Consider the eight capabilities mentioned in Sourcing Innovation’s recent posts which were supposed to be, more-or-less, common place. How many does your platform have? Maybe a couple if you are lucky. Maybe. But let’s review the capabilities you should have.

  • True Invoice Automation (with human intervention necessary on less than 2%)
  • Supplier Identification
  • Automated Supplier Discovery
  • RFX Process Automation
  • Should Cost Modelling

If your platform doesn’t have these capabilities, or doesn’t have them to the extent it should (and we can guarantee no platform yet has all of these capabilities to the extent it should, the best you can hope for is a platform actively working towards the goal), the only way you’re going to get them is if the platform has built-in foundations for evolutionary capabilities.

What are these necessary capabilities?

As previously discussed, workflow automation, schema extensibility, and RPA (robotic process automation) are key. But so are open integration (and a fully exposed and extensible API), unlimited supplier (pool) access, and extensible cost and product modelling. These are key capabilities that many platforms are missing, and, key capabilities that, when present, are found in a back-office that powers the platform. (And that’s why the back office will power platform evolution too.)

Most platforms, even those that tout integration, don’t have truly open integration. There is a limited API, and if the external platform or data feed can’t map to it one-to-one, there is no true integration — only what can be mapped.

Most platforms have their own S-MDM (Supplier Master Data Management) capability and some either offer their own network or integrate with one. But it’s still very closed. Right now there are a number of networks, a number of directories, and a number of collective initiatives out there, each of which is controlled by a vendor using a different (often proprietary) technology. There’s no real openness. A vendor must commit to not building its own network of any kind, but integrating with whatever network its suppliers are on that they want to use.

Only a few platforms have should-cost modelling and bill of materials capability even today — even though, at some point in the supply chain, every product is a bill of materials and every service is a collection of task-based service offerings. Only a platform that allows these common components to be defined and re-used is going to provide an organization with evolutionary offerings.

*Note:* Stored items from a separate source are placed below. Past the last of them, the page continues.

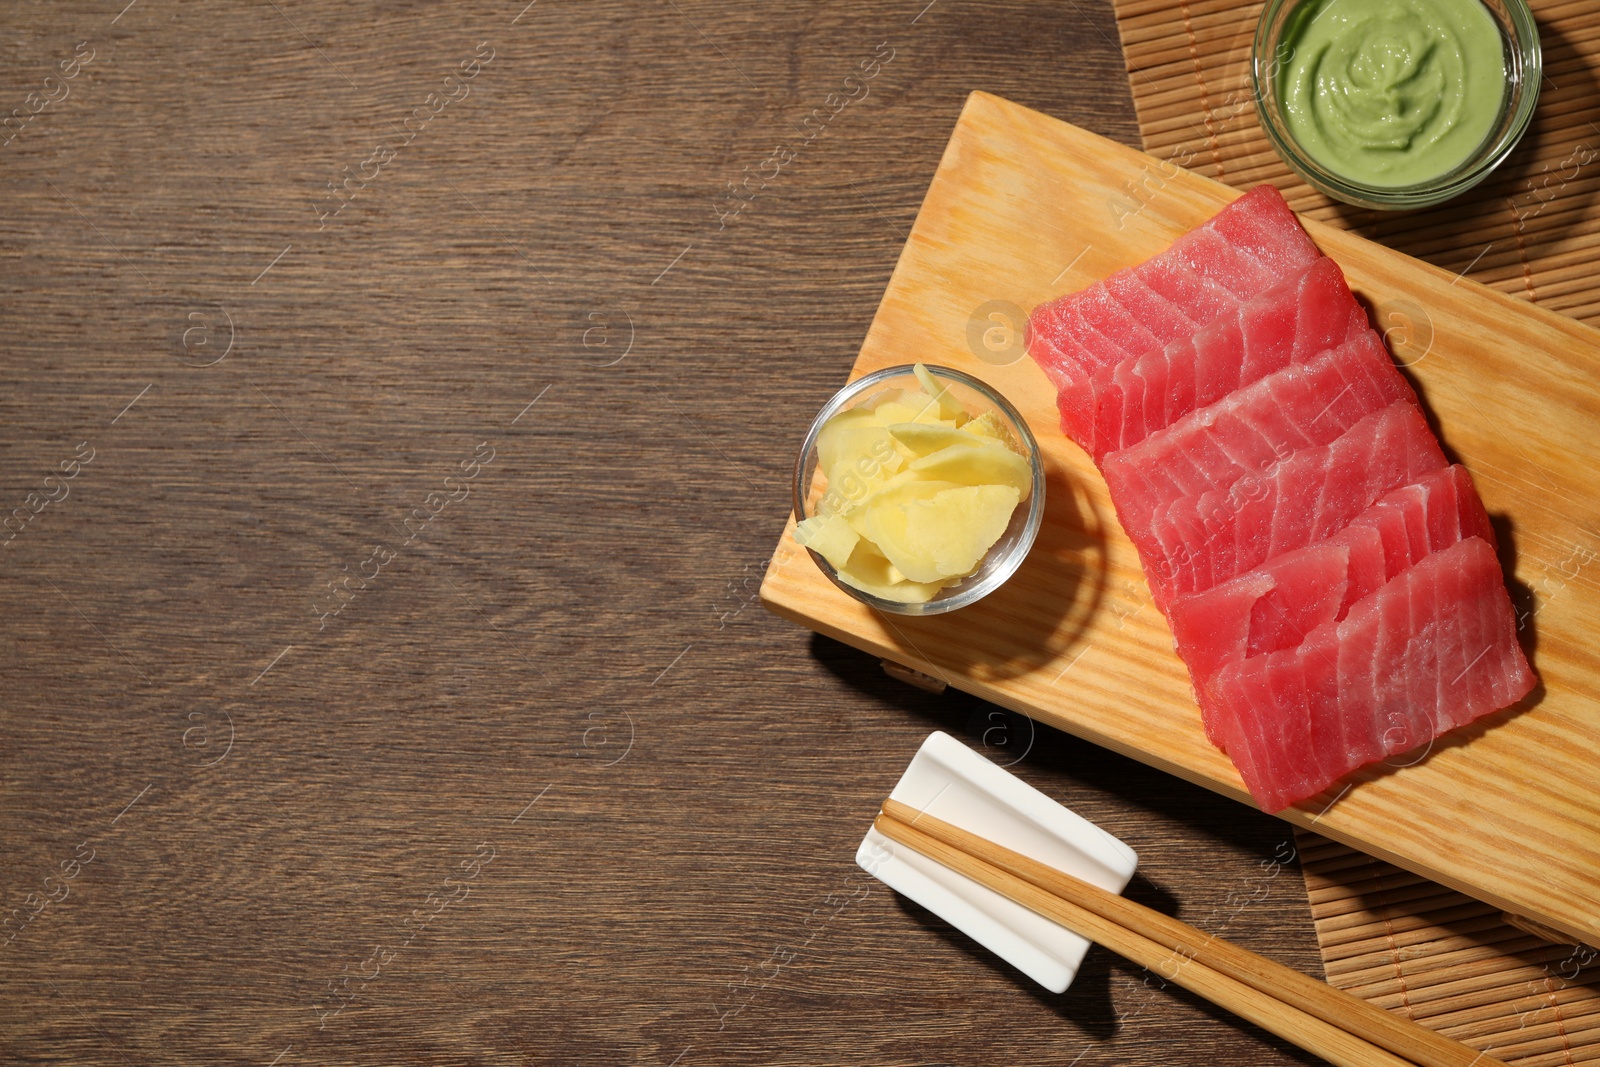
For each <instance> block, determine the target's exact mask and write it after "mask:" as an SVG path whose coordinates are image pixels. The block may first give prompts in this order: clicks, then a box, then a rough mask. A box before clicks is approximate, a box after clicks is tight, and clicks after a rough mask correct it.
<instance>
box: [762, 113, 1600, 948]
mask: <svg viewBox="0 0 1600 1067" xmlns="http://www.w3.org/2000/svg"><path fill="white" fill-rule="evenodd" d="M1237 195H1238V194H1237V190H1234V189H1229V187H1227V186H1222V184H1218V182H1214V181H1210V179H1205V178H1198V176H1195V174H1190V173H1187V171H1184V170H1181V168H1179V166H1178V165H1176V162H1171V160H1158V158H1155V157H1150V155H1146V154H1142V152H1136V150H1133V149H1128V147H1123V146H1120V144H1115V142H1112V141H1106V139H1104V138H1099V136H1096V134H1091V133H1088V131H1085V130H1078V128H1075V126H1070V125H1067V123H1062V122H1058V120H1053V118H1048V117H1046V115H1040V114H1037V112H1032V110H1027V109H1024V107H1019V106H1016V104H1011V102H1008V101H1003V99H1000V98H995V96H989V94H986V93H974V94H973V96H971V98H970V99H968V102H966V107H965V110H963V112H962V118H960V122H958V123H957V128H955V134H954V136H952V138H950V144H949V147H947V149H946V154H944V160H942V162H941V163H939V170H938V173H936V174H934V179H933V184H931V186H930V189H928V195H926V200H925V202H923V205H922V213H920V214H918V216H917V224H915V227H914V229H912V234H910V238H909V240H907V243H906V250H904V251H902V254H901V259H899V266H898V267H896V269H894V275H893V278H891V280H890V285H888V291H886V293H885V294H883V304H882V306H880V307H878V314H877V317H875V318H874V322H872V328H870V331H869V333H867V341H866V344H864V346H862V349H861V357H859V358H858V360H856V366H854V371H853V376H859V374H864V373H867V371H872V370H877V368H880V366H888V365H893V363H910V362H915V360H923V362H926V363H942V365H947V366H954V368H958V370H963V371H968V373H971V374H976V376H978V378H982V379H986V381H989V382H990V384H994V386H995V387H998V389H1000V390H1002V392H1003V394H1005V395H1006V397H1010V398H1011V402H1013V403H1014V405H1016V406H1018V408H1019V410H1021V411H1022V414H1024V416H1026V418H1027V419H1029V422H1030V424H1032V427H1034V432H1035V434H1037V435H1038V438H1040V445H1042V448H1043V456H1045V466H1046V470H1048V493H1046V502H1048V507H1046V512H1045V525H1043V530H1042V531H1040V536H1038V542H1037V545H1035V549H1034V552H1032V555H1030V557H1029V560H1027V563H1024V566H1022V569H1021V571H1019V573H1018V574H1016V577H1013V579H1011V582H1008V584H1006V585H1005V587H1003V589H1002V590H998V592H995V593H992V595H990V597H987V598H986V600H982V601H979V603H978V605H974V606H971V608H966V609H962V611H954V613H950V614H944V616H934V617H926V619H910V617H902V616H894V617H888V616H880V614H875V613H872V611H869V609H867V608H864V606H861V605H859V603H856V601H854V600H851V598H850V597H846V595H845V593H842V592H840V590H837V589H835V587H834V585H832V584H829V581H827V579H826V577H824V576H822V574H821V573H819V571H818V568H816V566H814V565H813V561H811V558H810V555H808V553H806V552H805V550H802V549H798V547H797V545H795V544H794V539H792V530H794V525H792V522H794V520H792V518H790V526H789V528H787V530H786V531H784V537H782V542H781V544H779V550H778V553H776V555H774V558H773V563H771V566H770V568H768V573H766V581H765V584H763V585H762V598H763V601H765V603H766V606H768V608H770V609H773V611H776V613H778V614H781V616H786V617H789V619H794V621H797V622H800V624H803V625H806V627H811V629H814V630H819V632H822V633H827V635H829V637H834V638H838V640H842V641H846V643H850V645H854V646H858V648H862V649H866V651H869V653H872V654H877V656H883V657H886V659H893V661H898V662H902V664H906V665H909V667H914V669H917V670H923V672H926V673H930V675H934V677H939V678H944V680H947V681H949V683H950V685H954V686H957V688H960V689H966V691H970V693H974V694H978V696H982V697H986V699H989V701H994V702H997V704H1002V705H1005V707H1011V709H1016V710H1019V712H1024V713H1027V715H1032V717H1034V718H1038V720H1042V721H1046V723H1051V725H1054V726H1059V728H1061V729H1066V731H1069V733H1074V734H1078V736H1082V737H1086V739H1090V741H1094V742H1098V744H1101V745H1106V747H1107V749H1114V750H1117V752H1122V753H1126V755H1131V757H1134V758H1139V760H1142V761H1146V763H1150V765H1154V766H1158V768H1163V769H1166V771H1171V773H1173V774H1179V776H1182V777H1186V779H1189V781H1192V782H1198V784H1202V785H1206V787H1210V789H1214V790H1218V792H1222V793H1227V795H1230V797H1237V798H1240V800H1243V801H1245V803H1250V798H1248V795H1246V793H1245V789H1243V784H1242V781H1240V777H1238V774H1237V771H1235V769H1234V766H1232V763H1229V760H1227V757H1224V755H1222V753H1221V752H1218V750H1216V749H1213V747H1211V745H1210V744H1208V742H1206V739H1205V736H1203V733H1202V728H1200V717H1198V712H1197V709H1195V704H1194V697H1192V694H1190V689H1189V678H1187V673H1186V672H1184V667H1182V664H1181V662H1179V661H1178V656H1176V654H1174V653H1173V645H1171V635H1170V632H1168V629H1166V624H1165V621H1163V619H1162V616H1160V613H1158V611H1157V609H1155V606H1154V605H1152V603H1150V600H1149V589H1147V585H1146V582H1144V574H1142V573H1141V569H1139V561H1138V557H1136V553H1134V549H1133V545H1131V542H1128V539H1126V537H1125V536H1123V533H1122V530H1120V526H1118V525H1117V520H1115V515H1114V512H1112V507H1110V499H1109V496H1107V493H1106V483H1104V482H1102V480H1101V477H1099V474H1098V472H1096V470H1094V466H1093V464H1091V462H1090V459H1088V456H1085V454H1083V453H1082V451H1080V450H1078V448H1077V446H1075V445H1072V443H1070V442H1067V440H1066V438H1064V437H1062V435H1061V432H1059V429H1058V419H1056V405H1054V390H1053V389H1051V387H1050V384H1048V382H1046V379H1045V376H1043V373H1040V371H1038V370H1037V368H1035V366H1034V363H1032V362H1030V360H1027V358H1026V357H1022V355H1021V326H1022V315H1024V314H1026V310H1027V309H1032V307H1034V306H1035V304H1038V302H1042V301H1045V299H1048V298H1053V296H1059V294H1062V293H1070V291H1075V290H1080V288H1083V286H1086V285H1090V283H1093V282H1096V280H1099V278H1102V277H1106V275H1107V274H1110V272H1114V270H1118V269H1122V267H1126V266H1131V264H1134V262H1139V261H1141V259H1146V258H1149V256H1154V254H1155V253H1158V251H1162V250H1163V248H1166V246H1168V245H1170V243H1171V242H1173V240H1174V238H1176V237H1178V235H1179V234H1182V232H1186V230H1189V229H1192V227H1194V226H1198V224H1200V222H1203V221H1205V219H1208V218H1211V216H1213V214H1214V213H1216V211H1218V210H1219V208H1221V206H1222V205H1226V203H1227V202H1229V200H1232V198H1234V197H1237ZM1307 229H1309V230H1310V235H1312V238H1314V240H1315V242H1317V245H1318V246H1320V248H1322V250H1323V253H1326V254H1328V256H1331V258H1333V259H1334V261H1338V264H1339V266H1341V267H1344V272H1346V275H1347V277H1349V280H1350V288H1352V290H1354V291H1355V294H1357V296H1358V298H1360V299H1362V301H1363V302H1365V304H1366V306H1368V309H1370V310H1371V312H1373V315H1374V322H1376V325H1378V326H1379V330H1382V331H1384V333H1386V338H1387V341H1389V346H1390V350H1392V352H1394V354H1395V357H1397V360H1398V362H1400V363H1402V365H1405V370H1406V373H1408V374H1410V378H1411V379H1413V382H1414V384H1416V386H1418V392H1419V394H1421V395H1422V398H1424V403H1426V406H1427V410H1429V411H1430V414H1432V416H1434V419H1435V427H1437V429H1438V432H1440V437H1442V440H1443V443H1445V448H1446V453H1450V454H1453V456H1454V458H1456V459H1459V461H1461V462H1464V464H1466V466H1467V469H1470V470H1472V477H1474V478H1475V482H1477V485H1478V491H1480V493H1482V496H1483V502H1485V506H1486V507H1488V510H1490V514H1491V515H1493V517H1496V525H1498V528H1499V531H1501V539H1502V545H1501V549H1502V558H1504V561H1506V565H1507V574H1510V576H1512V582H1510V587H1512V598H1514V603H1515V605H1517V609H1518V613H1528V614H1526V616H1525V625H1523V630H1522V637H1523V643H1525V646H1526V648H1528V651H1530V657H1531V661H1533V665H1534V670H1536V672H1538V673H1539V678H1541V680H1542V686H1541V689H1536V691H1534V694H1533V696H1531V697H1530V699H1528V701H1525V702H1523V704H1520V705H1518V707H1514V709H1507V710H1504V712H1499V713H1496V715H1491V717H1488V718H1485V720H1480V721H1478V723H1474V725H1472V726H1469V728H1466V729H1461V731H1456V733H1453V734H1450V736H1446V737H1442V739H1438V741H1437V742H1435V744H1434V745H1432V750H1429V752H1426V753H1408V755H1405V757H1395V758H1392V760H1390V761H1389V765H1374V766H1373V768H1368V769H1365V771H1360V773H1357V774H1354V776H1350V777H1349V779H1346V781H1342V782H1339V784H1336V785H1334V787H1333V789H1330V790H1328V792H1326V793H1323V795H1322V797H1315V798H1312V800H1307V801H1306V803H1302V805H1299V806H1298V808H1294V809H1291V811H1288V813H1285V817H1286V819H1288V821H1290V822H1294V824H1298V825H1312V824H1315V829H1317V830H1318V832H1320V833H1325V835H1328V837H1333V838H1338V840H1341V841H1346V843H1349V845H1354V846H1355V848H1360V849H1363V851H1368V853H1371V854H1374V856H1381V857H1384V859H1389V861H1390V862H1395V864H1398V865H1402V867H1406V869H1410V870H1414V872H1418V873H1422V875H1427V877H1430V878H1434V880H1437V881H1442V883H1445V885H1450V886H1453V888H1458V889H1461V891H1464V893H1469V894H1474V896H1477V897H1480V899H1485V901H1490V902H1493V904H1498V905H1499V907H1504V909H1507V910H1510V912H1515V913H1518V915H1526V917H1530V918H1534V920H1538V921H1542V923H1546V925H1549V926H1554V928H1557V929H1562V931H1566V933H1570V934H1573V936H1578V937H1581V939H1584V941H1587V942H1589V944H1594V945H1600V331H1595V330H1590V328H1589V326H1582V325H1579V323H1576V322H1573V320H1568V318H1563V317H1560V315H1555V314H1550V312H1542V310H1539V309H1536V307H1531V306H1528V304H1523V302H1520V301H1515V299H1512V298H1507V296H1502V294H1499V293H1494V291H1490V290H1486V288H1483V286H1478V285H1475V283H1472V282H1467V280H1458V278H1456V277H1453V275H1450V274H1446V272H1443V270H1438V269H1435V267H1430V266H1429V264H1424V262H1419V261H1416V259H1410V258H1406V256H1402V254H1398V253H1395V251H1390V250H1387V248H1382V246H1379V245H1374V243H1371V242H1366V240H1363V238H1360V237H1354V235H1350V234H1347V232H1342V230H1334V229H1330V227H1326V226H1318V224H1314V222H1309V224H1307Z"/></svg>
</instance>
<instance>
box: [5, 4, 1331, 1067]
mask: <svg viewBox="0 0 1600 1067" xmlns="http://www.w3.org/2000/svg"><path fill="white" fill-rule="evenodd" d="M0 29H3V30H5V32H3V34H0V50H3V61H5V62H3V72H0V91H3V96H0V102H3V109H5V110H8V112H10V115H11V120H10V123H8V125H6V130H5V136H8V138H10V141H8V142H6V144H3V146H0V179H3V184H0V189H3V192H5V211H3V213H0V264H3V278H5V298H3V301H0V344H3V360H0V376H3V390H0V405H3V406H0V411H3V418H0V427H3V429H0V456H3V459H0V490H3V493H5V502H3V507H0V514H6V515H10V517H11V518H10V522H8V525H6V530H5V533H3V534H0V539H5V537H8V539H6V541H5V547H3V549H0V552H3V557H0V609H3V617H5V624H3V627H0V641H3V645H0V648H3V651H0V693H3V694H5V697H3V699H5V702H3V710H0V920H3V921H5V923H6V926H5V931H3V934H0V936H3V937H8V941H5V944H3V945H0V1062H37V1061H46V1059H56V1057H59V1059H66V1061H72V1062H83V1064H136V1062H154V1061H168V1062H197V1064H282V1065H283V1067H293V1065H294V1064H312V1062H363V1064H365V1062H371V1064H378V1062H386V1064H387V1062H429V1064H469V1062H470V1064H523V1062H526V1064H587V1062H594V1064H659V1065H661V1067H667V1065H670V1064H680V1065H682V1067H701V1065H702V1064H750V1062H762V1064H874V1065H882V1064H997V1062H1008V1064H1062V1062H1078V1064H1134V1065H1139V1064H1163V1065H1168V1064H1179V1065H1181V1064H1218V1062H1253V1064H1280V1062H1282V1064H1294V1062H1307V1061H1306V1059H1304V1057H1302V1056H1299V1054H1298V1053H1293V1051H1290V1049H1286V1048H1285V1046H1283V1045H1280V1043H1277V1041H1274V1040H1269V1038H1264V1037H1262V1035H1261V1033H1258V1032H1254V1030H1251V1029H1248V1027H1243V1025H1240V1024H1235V1022H1234V1021H1232V1019H1229V1017H1226V1016H1221V1014H1219V1013H1216V1011H1213V1009H1211V1008H1210V1006H1206V1005H1203V1003H1198V1001H1195V1000H1194V998H1190V997H1187V995H1182V993H1178V992H1173V990H1165V992H1163V990H1160V989H1158V979H1155V977H1150V976H1146V974H1144V973H1141V971H1138V969H1136V968H1131V966H1126V965H1123V963H1120V961H1117V960H1114V958H1109V957H1107V955H1106V953H1099V952H1096V953H1093V955H1091V957H1090V961H1088V965H1086V968H1085V971H1083V974H1082V976H1080V979H1078V982H1077V985H1075V987H1074V989H1072V990H1069V993H1066V995H1062V997H1051V995H1045V993H1040V992H1038V990H1035V989H1032V987H1029V985H1027V984H1026V981H1024V979H1021V977H1019V976H1016V974H1014V973H1011V971H1010V969H1006V968H1005V966H1003V965H1000V963H997V961H995V960H992V958H990V957H987V955H984V953H982V952H979V950H976V949H974V947H973V945H971V944H970V942H966V941H965V939H963V937H962V936H958V934H955V933H952V931H950V929H949V928H947V926H946V925H944V923H941V921H939V920H936V918H933V917H931V915H928V913H925V912H922V910H918V909H917V907H914V905H910V904H907V902H904V901H901V899H896V897H894V894H891V893H890V891H888V889H886V888H883V886H880V885H877V883H872V881H867V880H866V878H864V877H862V875H861V873H859V872H858V870H856V869H854V865H853V849H854V845H856V841H858V840H859V837H861V833H862V830H864V829H866V825H867V822H869V819H870V814H872V811H874V809H875V806H877V803H878V800H880V798H882V797H883V795H885V793H886V792H888V789H890V785H891V784H893V781H894V779H896V776H898V774H899V771H901V768H902V766H904V763H906V761H907V758H909V757H910V753H912V750H914V749H915V745H917V744H918V741H920V739H922V737H923V736H925V734H926V733H928V731H930V729H933V728H944V729H950V731H952V733H957V734H958V736H963V737H966V739H968V741H970V742H973V744H974V745H979V747H986V749H987V750H989V753H990V755H992V757H995V758H997V760H1000V761H1014V769H1016V771H1018V773H1019V774H1022V777H1026V779H1027V781H1030V782H1034V784H1035V785H1040V787H1042V789H1045V790H1046V792H1050V793H1053V795H1056V797H1059V798H1062V800H1064V801H1066V803H1069V805H1070V806H1074V808H1077V809H1078V811H1082V813H1083V814H1086V816H1088V817H1091V819H1094V821H1096V822H1101V824H1102V825H1104V827H1107V829H1109V830H1110V832H1114V833H1117V835H1120V837H1122V838H1125V840H1126V841H1130V843H1131V845H1133V846H1134V848H1138V849H1139V851H1141V854H1142V859H1144V862H1142V867H1141V875H1139V877H1138V880H1136V881H1134V885H1133V888H1131V889H1130V893H1131V894H1133V896H1134V897H1138V899H1142V901H1146V902H1152V904H1155V905H1158V907H1162V909H1165V910H1170V912H1174V913H1178V915H1181V917H1182V918H1186V920H1189V921H1194V923H1197V925H1202V926H1205V928H1208V929H1213V931H1218V933H1222V934H1226V936H1227V937H1232V939H1237V941H1240V942H1243V944H1246V945H1250V947H1253V949H1258V950H1266V952H1269V953H1272V955H1275V957H1277V958H1280V960H1285V961H1286V963H1291V965H1294V966H1299V968H1301V969H1307V971H1312V973H1317V969H1318V965H1317V953H1315V944H1314V939H1312V931H1310V920H1309V912H1307V909H1306V897H1304V888H1302V885H1301V878H1299V875H1298V872H1296V870H1294V869H1293V867H1285V869H1282V870H1280V869H1278V865H1277V862H1275V861H1280V859H1283V857H1285V856H1288V853H1290V849H1291V848H1293V846H1291V838H1290V832H1288V829H1286V827H1285V825H1283V824H1280V822H1277V821H1275V819H1270V817H1267V816H1261V814H1259V813H1253V811H1250V809H1246V808H1243V806H1240V805H1235V803H1230V801H1226V800H1222V798H1218V797H1213V795H1211V793H1206V792H1203V790H1198V789H1195V787H1190V785H1186V784H1182V782H1179V781H1176V779H1171V777H1166V776H1163V774H1158V773H1155V771H1150V769H1147V768H1144V766H1139V765H1134V763H1131V761H1128V760H1123V758H1120V757H1114V755H1110V753H1106V752H1102V750H1098V749H1094V747H1091V745H1086V744H1082V742H1078V741H1074V739H1070V737H1066V736H1062V734H1058V733H1054V731H1048V729H1045V728H1037V729H1034V728H1032V725H1030V723H1027V721H1026V720H1018V718H1013V717H1006V715H1003V713H1000V712H998V710H997V709H992V707H989V705H984V704H981V702H978V701H973V699H970V697H965V696H960V694H947V696H942V697H936V696H930V694H923V693H920V691H917V689H912V688H907V686H904V685H901V683H898V681H893V680H890V678H886V677H885V675H883V673H882V672H880V670H878V665H877V664H875V662H872V661H869V659H866V657H862V656H859V654H856V653H854V651H850V649H846V648H843V646H840V645H835V643H832V641H827V640H824V638H816V637H811V635H810V633H805V632H802V630H798V629H795V627H792V625H789V624H786V622H781V621H778V619H774V617H770V616H766V614H765V613H762V609H760V606H758V605H757V603H755V590H757V585H758V581H760V574H762V571H763V566H765V560H766V555H768V553H770V552H771V549H773V545H774V542H776V537H778V533H779V530H781V528H782V523H784V518H786V514H787V507H789V496H787V478H789V466H790V461H792V453H794V448H795V446H797V443H798V438H800V434H802V430H803V427H805V424H806V422H808V421H810V418H811V414H813V411H814V410H816V408H818V406H819V405H821V402H822V400H824V398H826V397H827V395H829V394H830V392H832V390H834V389H835V387H837V386H838V384H840V382H842V381H843V378H845V371H846V368H848V366H850V363H851V360H853V354H854V349H856V347H858V346H859V342H861V338H862V334H864V331H866V328H867V323H869V322H870V318H872V312H874V309H875V306H877V301H878V296H880V293H882V290H883V285H885V282H886V278H888V274H890V270H891V267H893V264H894V259H896V256H898V253H899V248H901V243H902V240H904V235H906V232H907V229H909V226H910V221H912V218H914V216H915V211H917V206H918V203H920V198H922V194H923V190H925V187H926V184H928V179H930V176H931V174H933V168H934V165H936V163H938V158H939V154H941V150H942V147H944V142H946V138H947V136H949V133H950V128H952V125H954V122H955V115H957V112H958V109H960V106H962V102H963V99H965V96H966V93H968V91H970V90H974V88H984V90H992V91H997V93H1002V94H1005V96H1008V98H1011V99H1016V101H1018V102H1022V104H1027V106H1030V107H1037V109H1040V110H1045V112H1050V114H1054V115H1059V117H1062V118H1067V120H1070V122H1075V123H1080V125H1083V126H1088V128H1091V130H1098V131H1101V133H1106V134H1109V136H1114V138H1118V139H1122V141H1126V142H1136V136H1138V134H1136V128H1134V122H1133V110H1131V104H1130V99H1128V90H1126V82H1125V75H1123V67H1122V54H1120V51H1118V48H1117V35H1115V26H1114V22H1112V14H1110V8H1109V5H1106V3H1102V2H1101V0H1082V3H1078V2H1072V3H1066V5H1054V3H957V2H955V0H946V2H944V3H938V2H936V3H933V5H928V6H923V3H922V0H914V2H912V3H909V5H902V3H866V5H862V3H850V5H846V3H822V5H806V6H786V5H765V3H725V5H712V3H704V2H701V0H696V2H694V3H690V2H688V0H667V2H666V3H661V5H654V3H648V5H619V3H586V5H574V3H560V2H557V0H544V2H536V3H531V5H528V6H523V3H522V0H514V2H512V3H467V5H438V6H429V8H422V6H416V8H410V6H406V8H390V6H379V5H339V3H314V2H309V0H293V2H290V0H277V2H274V3H266V5H261V6H254V5H227V6H222V5H213V3H182V5H179V3H174V2H173V0H136V2H134V3H131V5H128V6H123V0H112V3H53V5H46V3H24V5H11V6H8V8H6V10H5V11H3V13H0ZM10 109H14V110H10ZM774 146H781V147H774ZM730 182H731V184H730Z"/></svg>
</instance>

So when you go out to select your S2P platform, if you want a best-of-breed platform that will not only offer the best of what’s available today, but meet your needs tomorrow, be sure to select one with a back-office capability that, in addition to the key requirements outlined last time, also allows for true open integration, for true supplier network/portal interoperability, and true, composable, bill-of-material based should-cost modelling capability. Otherwise, there will be limits to what the platform can do and you will never get a true strategic offering from the vendor and never, ever, reach cognitive support capabilities.